Leonardo da Vinci


Great Mind

In keeping up with my interest in Italian food and culture I decided to write this article about one of the greatest painters of the Italian Renaissance.  Leonardo di ser Piero da Vinci was born in Vinci, Florence on April 15, 1452 illegitimately to Ser Piero di Antonio da Vinci and a peasant woman named Caterina.

His body of work encompass paintings, sketches, sculptures and inventions that truly epitomizes the idealism of the Renaissance.  His  "Last Supper" (1495-97) and "Mona Lisa" (1503-06) were among the most influential paintings of their time. At the age of fifteen, Da Vinci began studying under the renown Florentine painter and sculptor Andrea del Verrocchio.  There he  developed his artistic ability and began incorporating his passion for science and anatomy into all of his works which differentiated him from other artists of his time.

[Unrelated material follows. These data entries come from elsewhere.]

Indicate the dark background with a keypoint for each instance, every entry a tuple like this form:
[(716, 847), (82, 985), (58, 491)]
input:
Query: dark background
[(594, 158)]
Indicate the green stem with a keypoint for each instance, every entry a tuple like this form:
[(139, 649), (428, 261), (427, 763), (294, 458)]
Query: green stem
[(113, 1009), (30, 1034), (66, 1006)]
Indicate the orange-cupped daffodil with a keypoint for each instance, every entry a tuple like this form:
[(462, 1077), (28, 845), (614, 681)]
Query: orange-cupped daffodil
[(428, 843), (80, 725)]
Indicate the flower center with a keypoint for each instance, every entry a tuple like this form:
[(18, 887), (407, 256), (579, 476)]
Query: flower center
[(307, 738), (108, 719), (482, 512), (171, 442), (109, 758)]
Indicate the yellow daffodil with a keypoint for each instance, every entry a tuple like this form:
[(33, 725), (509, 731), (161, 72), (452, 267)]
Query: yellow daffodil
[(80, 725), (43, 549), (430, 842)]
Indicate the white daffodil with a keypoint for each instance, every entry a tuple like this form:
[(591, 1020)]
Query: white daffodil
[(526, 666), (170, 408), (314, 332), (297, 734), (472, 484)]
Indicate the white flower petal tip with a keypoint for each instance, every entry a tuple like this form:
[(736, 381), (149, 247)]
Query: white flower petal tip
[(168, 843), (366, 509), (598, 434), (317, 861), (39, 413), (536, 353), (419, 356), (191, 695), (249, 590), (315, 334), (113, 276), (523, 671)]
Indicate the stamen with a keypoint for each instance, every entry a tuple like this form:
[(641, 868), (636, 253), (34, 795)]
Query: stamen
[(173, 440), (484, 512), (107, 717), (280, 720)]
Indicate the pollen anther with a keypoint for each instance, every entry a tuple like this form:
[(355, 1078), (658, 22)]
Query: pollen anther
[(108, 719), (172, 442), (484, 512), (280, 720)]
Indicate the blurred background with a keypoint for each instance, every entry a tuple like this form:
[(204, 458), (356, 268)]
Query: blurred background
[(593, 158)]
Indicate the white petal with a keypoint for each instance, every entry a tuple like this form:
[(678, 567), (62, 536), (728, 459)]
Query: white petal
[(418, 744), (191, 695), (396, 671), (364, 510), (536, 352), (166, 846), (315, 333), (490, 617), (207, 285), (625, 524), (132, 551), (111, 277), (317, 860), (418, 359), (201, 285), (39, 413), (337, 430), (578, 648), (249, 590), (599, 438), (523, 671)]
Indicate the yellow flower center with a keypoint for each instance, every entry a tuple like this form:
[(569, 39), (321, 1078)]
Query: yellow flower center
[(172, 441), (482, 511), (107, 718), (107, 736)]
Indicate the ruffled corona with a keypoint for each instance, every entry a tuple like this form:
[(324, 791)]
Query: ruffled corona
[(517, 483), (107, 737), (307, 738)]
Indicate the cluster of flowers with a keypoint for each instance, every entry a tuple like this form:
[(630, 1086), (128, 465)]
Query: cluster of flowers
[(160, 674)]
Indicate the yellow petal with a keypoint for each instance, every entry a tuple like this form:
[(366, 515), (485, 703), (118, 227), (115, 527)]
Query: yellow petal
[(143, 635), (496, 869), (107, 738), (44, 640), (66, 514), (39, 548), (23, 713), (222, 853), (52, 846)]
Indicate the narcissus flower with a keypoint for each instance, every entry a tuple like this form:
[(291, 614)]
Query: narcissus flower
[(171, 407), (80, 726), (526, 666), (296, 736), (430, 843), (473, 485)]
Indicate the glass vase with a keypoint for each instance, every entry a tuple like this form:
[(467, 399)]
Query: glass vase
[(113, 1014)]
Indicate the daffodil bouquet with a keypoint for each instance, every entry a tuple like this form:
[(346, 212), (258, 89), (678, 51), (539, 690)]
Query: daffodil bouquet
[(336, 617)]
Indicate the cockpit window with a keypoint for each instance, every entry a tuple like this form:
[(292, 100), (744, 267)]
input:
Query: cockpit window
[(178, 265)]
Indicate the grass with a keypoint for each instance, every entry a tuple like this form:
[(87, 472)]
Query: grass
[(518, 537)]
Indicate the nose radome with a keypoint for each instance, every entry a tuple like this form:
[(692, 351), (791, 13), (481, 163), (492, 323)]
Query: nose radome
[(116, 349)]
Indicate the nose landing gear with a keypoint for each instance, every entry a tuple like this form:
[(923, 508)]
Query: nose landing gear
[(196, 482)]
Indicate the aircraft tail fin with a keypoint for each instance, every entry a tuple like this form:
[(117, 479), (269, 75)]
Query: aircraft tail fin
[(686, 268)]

As far as food is concerned, not much has been written on Da Vinci's eating habits, though some of his writings indicate he may have been a vegetarian.   There has always been discussions as to what was served at the Last Supper.  According to Da Vinci's "Last Supper",  there was plenty of bread, wine and fish and some say looks like  a plate full of eel with oranges.  This is  something Christ may not have eaten but it was a popular meal during the Renaissance period.

Many of us don't realize it, but due to Da Vinci's inventiveness, he has contributed a few things to cooking.  In the "Codex Leicester", which is one of Da Vinci's few remaining notebooks (owned by Microsoft's  Bill Gates), there are descriptions of a design for a meat roasting jack or in todays terms a rotisserie.  This is just one of many ideas he had that  have developed into modern day cooking techniques.

Leonardo Da Vinci died in the year 1518 under the care of the King of France, Francis I, who truly admired him.  He is remembered as one of the greatest men to ever walk the earth.  A true  Renaissance man who evokes pride and honor within all Italian communities.